Das mehrsprachige Gehirn: Neue neurologische Erkenntnisse für die Sprachdidaktik

Über neue Erkenntnisse der Hirnforschung für das Lernen von Fremdsprachen diskutierten ausgewiesene Experten bei einer internationalen Tagung der Katholischen Universität Eichstätt-Ingolstadt, welche von Prof. Dr. Heiner Böttger (Didaktik der Englischen Sprache und Literatur) und Prof. Dr. Gabriele Gien (Didaktik der Deutschen Sprache und Literatur) organisiert worden war.

„Die drei Konferenztage ergaben einige klare sehr Botschaften: Alle Muttersprachen müssen respektiert und gefördert werden und Bilingualität ist der bedeutendste Schlüssel zur Mehrsprachigkeit“, so Professor Böttger. Das Aufwachsen mit nur einer Sprache hingegen bilde ein überholtes Konzept. Im Gegensatz dazu fördere es die kognitiven Potenziale und die Intelligenz, mehrere Sprachen gleichzeitig möglichst früh zu erwerben. Zudem sei es erforderlich, Lese- und Schreibkompetenzen abhängig vom Geschlecht zu vermitteln. „Die Hypothese, dass Jungen und Mädchen unterschiedlich lernen, beruhte bislang auf pädagogischen und psychologischen Beobachtungen, die jedoch nun auch neurowissenschaftlich belegbar sind. Dies macht für den Unterricht eine Genderdifferenzierung der Methoden und Materialien dringend nötig“, erklärt Böttger weiter.

Das Symposium fand in Griechenland statt und wurde gemeinsam mit der Universität Thessaloniki und der Universität Erlangen-Nürnberg ausgerichtet. Neben den 20 Teilnehmern vor Ort nahmen darüber hinaus weltweit rund 300 Wissenschaftlerinnen und Wissenschaftler sowie 50 Studierende der KU per Webinar online am Symposium teil und diskutierten am Bildschirm mit. Prominenter Redner und Schirmherr der Veranstaltung war „Mr. Volkswagen“ Prof. Dr. Dr. h.c. mult. Carl H. Hahn, der in Zusammenarbeit mit Professor Böttger in Wolfsburg sowie demnächst auch in Ingolstadt Edith-Stein-Kindertagesstätten fördert, die bemerkenswerte Erfolge in frühkindlicher mehrsprachiger Erziehung vorweisen können. „Indem wir die intellektuellen Potenziale aller Kinder bestmöglich zur Entfaltung bringen, erhöhen wir nicht nur die Lebensqualität eines jeden einzelnen, sondern zugleich auch den gesellschaftlichen Nutzen“, sagte Hahn in seiner Ansprache.
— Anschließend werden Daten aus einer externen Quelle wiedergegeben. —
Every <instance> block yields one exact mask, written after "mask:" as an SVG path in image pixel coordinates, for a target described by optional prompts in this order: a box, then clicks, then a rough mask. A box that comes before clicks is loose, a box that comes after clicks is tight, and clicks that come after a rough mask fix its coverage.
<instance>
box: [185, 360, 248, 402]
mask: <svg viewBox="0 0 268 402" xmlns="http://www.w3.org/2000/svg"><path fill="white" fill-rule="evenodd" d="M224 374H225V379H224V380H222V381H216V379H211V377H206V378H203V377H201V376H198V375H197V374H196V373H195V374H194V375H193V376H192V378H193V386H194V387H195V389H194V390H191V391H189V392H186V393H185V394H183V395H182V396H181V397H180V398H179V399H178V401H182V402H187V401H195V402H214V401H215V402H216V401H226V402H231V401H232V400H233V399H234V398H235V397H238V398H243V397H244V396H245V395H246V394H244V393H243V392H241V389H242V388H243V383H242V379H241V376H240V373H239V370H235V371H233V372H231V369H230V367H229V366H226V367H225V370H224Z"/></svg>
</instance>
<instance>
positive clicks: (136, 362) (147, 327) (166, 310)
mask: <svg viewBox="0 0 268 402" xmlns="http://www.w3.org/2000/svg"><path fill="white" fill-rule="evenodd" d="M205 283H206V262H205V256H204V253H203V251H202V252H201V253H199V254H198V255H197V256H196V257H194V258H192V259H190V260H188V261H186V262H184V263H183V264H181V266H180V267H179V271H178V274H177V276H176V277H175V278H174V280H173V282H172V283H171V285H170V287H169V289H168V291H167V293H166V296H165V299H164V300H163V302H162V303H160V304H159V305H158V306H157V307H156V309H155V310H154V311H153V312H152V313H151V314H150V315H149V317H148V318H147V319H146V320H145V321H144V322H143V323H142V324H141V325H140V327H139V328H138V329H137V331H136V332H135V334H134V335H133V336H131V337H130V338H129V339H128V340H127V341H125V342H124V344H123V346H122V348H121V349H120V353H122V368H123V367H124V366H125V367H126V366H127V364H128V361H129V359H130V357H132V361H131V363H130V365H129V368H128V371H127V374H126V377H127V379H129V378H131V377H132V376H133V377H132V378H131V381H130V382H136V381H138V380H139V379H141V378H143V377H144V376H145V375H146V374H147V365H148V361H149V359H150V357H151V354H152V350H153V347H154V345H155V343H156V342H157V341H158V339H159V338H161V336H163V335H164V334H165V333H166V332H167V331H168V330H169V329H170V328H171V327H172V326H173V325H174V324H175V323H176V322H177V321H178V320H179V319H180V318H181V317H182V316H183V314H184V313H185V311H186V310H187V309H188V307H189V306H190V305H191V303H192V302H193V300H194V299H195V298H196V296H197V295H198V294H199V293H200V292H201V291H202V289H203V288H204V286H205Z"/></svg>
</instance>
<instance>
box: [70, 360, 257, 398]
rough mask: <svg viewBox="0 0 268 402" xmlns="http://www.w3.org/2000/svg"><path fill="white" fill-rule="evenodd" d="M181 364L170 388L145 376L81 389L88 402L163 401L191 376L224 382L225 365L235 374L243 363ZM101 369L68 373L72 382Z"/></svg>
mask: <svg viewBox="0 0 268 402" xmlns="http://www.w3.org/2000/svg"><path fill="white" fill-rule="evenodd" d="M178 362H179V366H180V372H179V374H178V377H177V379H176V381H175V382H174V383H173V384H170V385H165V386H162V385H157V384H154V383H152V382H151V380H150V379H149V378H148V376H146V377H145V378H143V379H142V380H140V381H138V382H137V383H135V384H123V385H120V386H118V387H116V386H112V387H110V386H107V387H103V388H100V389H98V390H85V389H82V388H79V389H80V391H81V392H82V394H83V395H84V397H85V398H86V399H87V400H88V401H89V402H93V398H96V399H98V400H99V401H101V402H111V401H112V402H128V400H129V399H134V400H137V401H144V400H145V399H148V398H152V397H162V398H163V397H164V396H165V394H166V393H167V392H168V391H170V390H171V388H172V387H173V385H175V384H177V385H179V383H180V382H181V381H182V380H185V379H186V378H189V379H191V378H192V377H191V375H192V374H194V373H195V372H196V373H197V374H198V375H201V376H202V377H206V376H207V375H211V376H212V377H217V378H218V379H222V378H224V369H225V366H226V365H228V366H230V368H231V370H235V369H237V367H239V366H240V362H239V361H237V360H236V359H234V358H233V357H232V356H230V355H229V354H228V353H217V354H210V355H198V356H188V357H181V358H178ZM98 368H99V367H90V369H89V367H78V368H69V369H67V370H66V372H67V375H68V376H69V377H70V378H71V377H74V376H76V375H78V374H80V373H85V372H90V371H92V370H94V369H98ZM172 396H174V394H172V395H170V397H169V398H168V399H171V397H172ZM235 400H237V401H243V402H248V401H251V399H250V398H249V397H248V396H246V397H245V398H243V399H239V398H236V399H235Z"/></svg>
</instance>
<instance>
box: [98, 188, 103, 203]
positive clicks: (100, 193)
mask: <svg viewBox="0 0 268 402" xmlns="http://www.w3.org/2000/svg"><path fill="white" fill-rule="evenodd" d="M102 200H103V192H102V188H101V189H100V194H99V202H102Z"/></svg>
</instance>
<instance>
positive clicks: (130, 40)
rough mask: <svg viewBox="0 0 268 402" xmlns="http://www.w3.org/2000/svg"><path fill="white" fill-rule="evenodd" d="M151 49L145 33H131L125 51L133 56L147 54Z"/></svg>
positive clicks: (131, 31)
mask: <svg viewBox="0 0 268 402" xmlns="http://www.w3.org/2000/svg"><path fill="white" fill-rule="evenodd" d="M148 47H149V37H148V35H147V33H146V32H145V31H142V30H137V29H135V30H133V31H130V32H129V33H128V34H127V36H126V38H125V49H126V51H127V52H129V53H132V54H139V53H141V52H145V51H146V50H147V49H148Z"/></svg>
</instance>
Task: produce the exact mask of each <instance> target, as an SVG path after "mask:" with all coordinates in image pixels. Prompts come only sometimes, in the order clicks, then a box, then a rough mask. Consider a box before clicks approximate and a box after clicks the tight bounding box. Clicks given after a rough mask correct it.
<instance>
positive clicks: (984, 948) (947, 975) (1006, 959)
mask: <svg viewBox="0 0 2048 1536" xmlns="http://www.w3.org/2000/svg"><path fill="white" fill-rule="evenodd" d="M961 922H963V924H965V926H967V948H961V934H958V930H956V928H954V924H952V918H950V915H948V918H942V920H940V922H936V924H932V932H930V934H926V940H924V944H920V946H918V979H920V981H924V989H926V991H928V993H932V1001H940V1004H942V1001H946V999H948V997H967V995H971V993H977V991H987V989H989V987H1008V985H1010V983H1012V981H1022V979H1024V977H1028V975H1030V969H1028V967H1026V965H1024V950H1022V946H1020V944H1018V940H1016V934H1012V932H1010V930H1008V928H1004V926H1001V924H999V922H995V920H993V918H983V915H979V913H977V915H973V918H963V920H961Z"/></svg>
Zu den Referentinnen und Referenten gehörte unter anderem auch die weltweit anerkannte Linguistin Rita Franceschini aus Bozen.
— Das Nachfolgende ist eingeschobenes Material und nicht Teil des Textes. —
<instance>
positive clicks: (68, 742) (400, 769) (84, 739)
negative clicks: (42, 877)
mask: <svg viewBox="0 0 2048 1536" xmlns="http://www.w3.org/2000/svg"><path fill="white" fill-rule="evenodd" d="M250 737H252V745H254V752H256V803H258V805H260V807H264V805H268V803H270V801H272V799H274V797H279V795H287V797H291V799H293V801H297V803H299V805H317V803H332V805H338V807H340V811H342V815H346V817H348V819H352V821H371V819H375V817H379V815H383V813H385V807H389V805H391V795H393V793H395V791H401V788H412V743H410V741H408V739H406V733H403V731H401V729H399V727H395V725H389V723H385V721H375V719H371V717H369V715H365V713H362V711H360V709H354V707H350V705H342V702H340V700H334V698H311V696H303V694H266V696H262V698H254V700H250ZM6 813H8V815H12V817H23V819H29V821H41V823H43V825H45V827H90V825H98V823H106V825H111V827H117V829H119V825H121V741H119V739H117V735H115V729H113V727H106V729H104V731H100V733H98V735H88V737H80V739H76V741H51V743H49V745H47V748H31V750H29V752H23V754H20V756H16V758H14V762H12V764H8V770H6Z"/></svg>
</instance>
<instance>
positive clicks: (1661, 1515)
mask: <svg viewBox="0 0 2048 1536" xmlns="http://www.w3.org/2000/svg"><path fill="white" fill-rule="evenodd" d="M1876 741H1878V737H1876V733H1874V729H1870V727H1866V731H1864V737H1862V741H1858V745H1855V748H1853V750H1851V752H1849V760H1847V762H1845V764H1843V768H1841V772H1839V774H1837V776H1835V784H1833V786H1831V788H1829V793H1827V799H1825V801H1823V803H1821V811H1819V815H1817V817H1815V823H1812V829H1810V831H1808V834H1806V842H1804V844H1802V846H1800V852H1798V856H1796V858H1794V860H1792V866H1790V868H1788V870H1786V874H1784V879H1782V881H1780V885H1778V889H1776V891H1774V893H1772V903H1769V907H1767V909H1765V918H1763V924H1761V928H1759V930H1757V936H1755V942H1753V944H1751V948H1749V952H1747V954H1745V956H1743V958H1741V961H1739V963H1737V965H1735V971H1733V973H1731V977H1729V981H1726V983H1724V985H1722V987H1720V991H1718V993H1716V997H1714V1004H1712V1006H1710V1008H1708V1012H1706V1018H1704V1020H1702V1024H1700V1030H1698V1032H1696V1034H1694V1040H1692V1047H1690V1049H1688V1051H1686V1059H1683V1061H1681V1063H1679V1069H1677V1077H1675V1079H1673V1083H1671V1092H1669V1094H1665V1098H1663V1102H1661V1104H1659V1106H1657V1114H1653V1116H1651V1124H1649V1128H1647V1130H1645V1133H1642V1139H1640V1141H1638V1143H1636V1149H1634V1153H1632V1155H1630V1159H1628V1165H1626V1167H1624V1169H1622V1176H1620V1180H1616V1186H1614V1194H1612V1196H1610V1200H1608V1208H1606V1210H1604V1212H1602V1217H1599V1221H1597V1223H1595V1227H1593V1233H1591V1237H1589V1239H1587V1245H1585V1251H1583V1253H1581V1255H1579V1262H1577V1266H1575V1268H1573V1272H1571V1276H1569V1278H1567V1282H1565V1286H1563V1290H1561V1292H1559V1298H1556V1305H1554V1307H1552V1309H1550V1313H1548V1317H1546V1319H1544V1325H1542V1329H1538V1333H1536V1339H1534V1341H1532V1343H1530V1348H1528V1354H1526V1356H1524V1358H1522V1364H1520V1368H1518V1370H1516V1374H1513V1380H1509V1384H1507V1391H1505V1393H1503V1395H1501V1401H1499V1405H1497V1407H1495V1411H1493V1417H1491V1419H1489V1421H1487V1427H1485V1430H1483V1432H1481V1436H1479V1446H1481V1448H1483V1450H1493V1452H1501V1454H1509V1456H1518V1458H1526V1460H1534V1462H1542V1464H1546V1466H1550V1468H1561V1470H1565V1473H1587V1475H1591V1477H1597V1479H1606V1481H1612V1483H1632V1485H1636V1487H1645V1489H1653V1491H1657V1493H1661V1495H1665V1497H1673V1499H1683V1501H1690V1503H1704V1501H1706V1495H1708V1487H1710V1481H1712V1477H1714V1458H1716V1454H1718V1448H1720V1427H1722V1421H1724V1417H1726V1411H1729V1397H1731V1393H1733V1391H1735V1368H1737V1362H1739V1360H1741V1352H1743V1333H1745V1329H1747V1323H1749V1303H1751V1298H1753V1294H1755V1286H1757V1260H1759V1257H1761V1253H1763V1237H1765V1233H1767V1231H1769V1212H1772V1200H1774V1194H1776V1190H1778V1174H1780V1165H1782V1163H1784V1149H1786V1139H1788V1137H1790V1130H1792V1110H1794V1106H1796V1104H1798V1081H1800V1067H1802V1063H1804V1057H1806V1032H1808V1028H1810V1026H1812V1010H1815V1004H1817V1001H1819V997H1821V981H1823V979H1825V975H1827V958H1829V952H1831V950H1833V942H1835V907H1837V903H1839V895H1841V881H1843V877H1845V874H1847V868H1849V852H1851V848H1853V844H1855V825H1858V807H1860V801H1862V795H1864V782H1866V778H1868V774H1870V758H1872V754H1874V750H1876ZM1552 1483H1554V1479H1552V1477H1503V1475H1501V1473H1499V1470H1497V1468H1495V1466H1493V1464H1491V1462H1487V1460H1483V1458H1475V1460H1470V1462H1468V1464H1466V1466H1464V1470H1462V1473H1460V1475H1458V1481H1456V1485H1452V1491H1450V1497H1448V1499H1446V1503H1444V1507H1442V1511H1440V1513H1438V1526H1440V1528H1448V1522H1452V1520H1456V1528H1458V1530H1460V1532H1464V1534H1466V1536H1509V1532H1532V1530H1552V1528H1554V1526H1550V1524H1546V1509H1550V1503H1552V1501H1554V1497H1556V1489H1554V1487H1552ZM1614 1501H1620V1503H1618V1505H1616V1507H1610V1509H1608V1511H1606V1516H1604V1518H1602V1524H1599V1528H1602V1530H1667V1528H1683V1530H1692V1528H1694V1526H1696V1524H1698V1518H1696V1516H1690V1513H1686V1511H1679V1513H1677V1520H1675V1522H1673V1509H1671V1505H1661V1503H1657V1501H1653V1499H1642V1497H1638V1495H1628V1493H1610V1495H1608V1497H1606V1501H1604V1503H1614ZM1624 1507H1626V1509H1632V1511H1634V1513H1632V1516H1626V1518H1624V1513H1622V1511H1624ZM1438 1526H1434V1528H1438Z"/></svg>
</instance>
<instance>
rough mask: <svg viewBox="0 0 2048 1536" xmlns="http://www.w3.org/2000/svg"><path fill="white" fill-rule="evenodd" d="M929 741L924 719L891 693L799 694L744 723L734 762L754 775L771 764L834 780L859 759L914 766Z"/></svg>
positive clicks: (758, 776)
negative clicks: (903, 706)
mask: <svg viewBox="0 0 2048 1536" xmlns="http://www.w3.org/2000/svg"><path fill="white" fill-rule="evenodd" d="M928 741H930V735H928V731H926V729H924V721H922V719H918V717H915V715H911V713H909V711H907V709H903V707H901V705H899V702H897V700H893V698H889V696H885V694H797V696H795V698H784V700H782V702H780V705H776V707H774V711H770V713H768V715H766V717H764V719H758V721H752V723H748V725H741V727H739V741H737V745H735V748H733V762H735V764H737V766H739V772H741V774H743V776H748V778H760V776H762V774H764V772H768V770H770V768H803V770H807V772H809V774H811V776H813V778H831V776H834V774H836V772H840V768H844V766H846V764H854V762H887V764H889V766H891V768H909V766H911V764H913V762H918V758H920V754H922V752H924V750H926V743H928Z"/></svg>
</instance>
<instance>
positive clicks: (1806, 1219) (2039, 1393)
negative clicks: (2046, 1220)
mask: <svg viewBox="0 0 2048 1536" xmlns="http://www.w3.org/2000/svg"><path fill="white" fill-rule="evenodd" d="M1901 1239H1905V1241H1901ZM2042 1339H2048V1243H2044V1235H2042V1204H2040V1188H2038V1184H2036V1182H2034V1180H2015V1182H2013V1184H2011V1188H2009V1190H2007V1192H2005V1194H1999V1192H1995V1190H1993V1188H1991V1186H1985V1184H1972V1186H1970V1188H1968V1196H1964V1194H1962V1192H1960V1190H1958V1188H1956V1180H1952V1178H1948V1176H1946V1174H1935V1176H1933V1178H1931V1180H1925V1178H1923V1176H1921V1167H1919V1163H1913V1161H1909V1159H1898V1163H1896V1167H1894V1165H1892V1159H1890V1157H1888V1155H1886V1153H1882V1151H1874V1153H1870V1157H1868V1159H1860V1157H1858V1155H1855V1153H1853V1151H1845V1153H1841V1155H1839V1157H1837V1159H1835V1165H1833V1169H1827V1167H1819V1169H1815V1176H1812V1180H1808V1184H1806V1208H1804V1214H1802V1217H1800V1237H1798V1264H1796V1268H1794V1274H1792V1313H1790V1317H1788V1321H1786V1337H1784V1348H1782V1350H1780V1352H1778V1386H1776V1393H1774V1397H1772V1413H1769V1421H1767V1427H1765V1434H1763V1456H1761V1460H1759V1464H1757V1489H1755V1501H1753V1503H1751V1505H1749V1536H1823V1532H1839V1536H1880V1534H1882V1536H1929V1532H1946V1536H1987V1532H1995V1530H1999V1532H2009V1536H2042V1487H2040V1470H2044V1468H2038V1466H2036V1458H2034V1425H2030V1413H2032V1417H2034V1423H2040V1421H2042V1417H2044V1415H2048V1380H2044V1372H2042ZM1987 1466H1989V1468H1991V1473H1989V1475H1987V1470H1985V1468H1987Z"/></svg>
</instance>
Die Teilnehmer der Tagung erarbeiteten die „10+ Gebote zur Mehrsprachigkeit“, die für alle Beteiligten (Kinder, Eltern, Sprachlehrkräfte und Kultusministerien) in verständlicher wie verbindlicher Form den neuen Umgang mit Mehrsprachigkeit zugänglich machen sollen. Gleichzeitig enthalten die Gebote auch deutliche Forderungen nach einem durchgängigen Konzept, das den Erwerb von Mutter- und Fremdsprachen von der Kindheit bis zum Berufsleben jeweils passend fördert. Die Gebote werden als Memorandum der Tagung im Konferenzband veröffentlicht und einer breiten Öffentlichkeit sowie Bildungsentscheidungsträgern vorgelegt werden.Mitarbeiten werden daran nicht nur die Konferenzteilnehmer, sondern insbesondere auch eine Studierendengruppe eines Hauptseminars von Professor Böttger zu „Brain based English Language Teaching BELT“.

Alle Vorträge stehen Interessierten auf der KU-Plattform Ilias zur Verfügung und können als eigener Kurs in Aus-, Fort- und Weiterbildung belegt werden.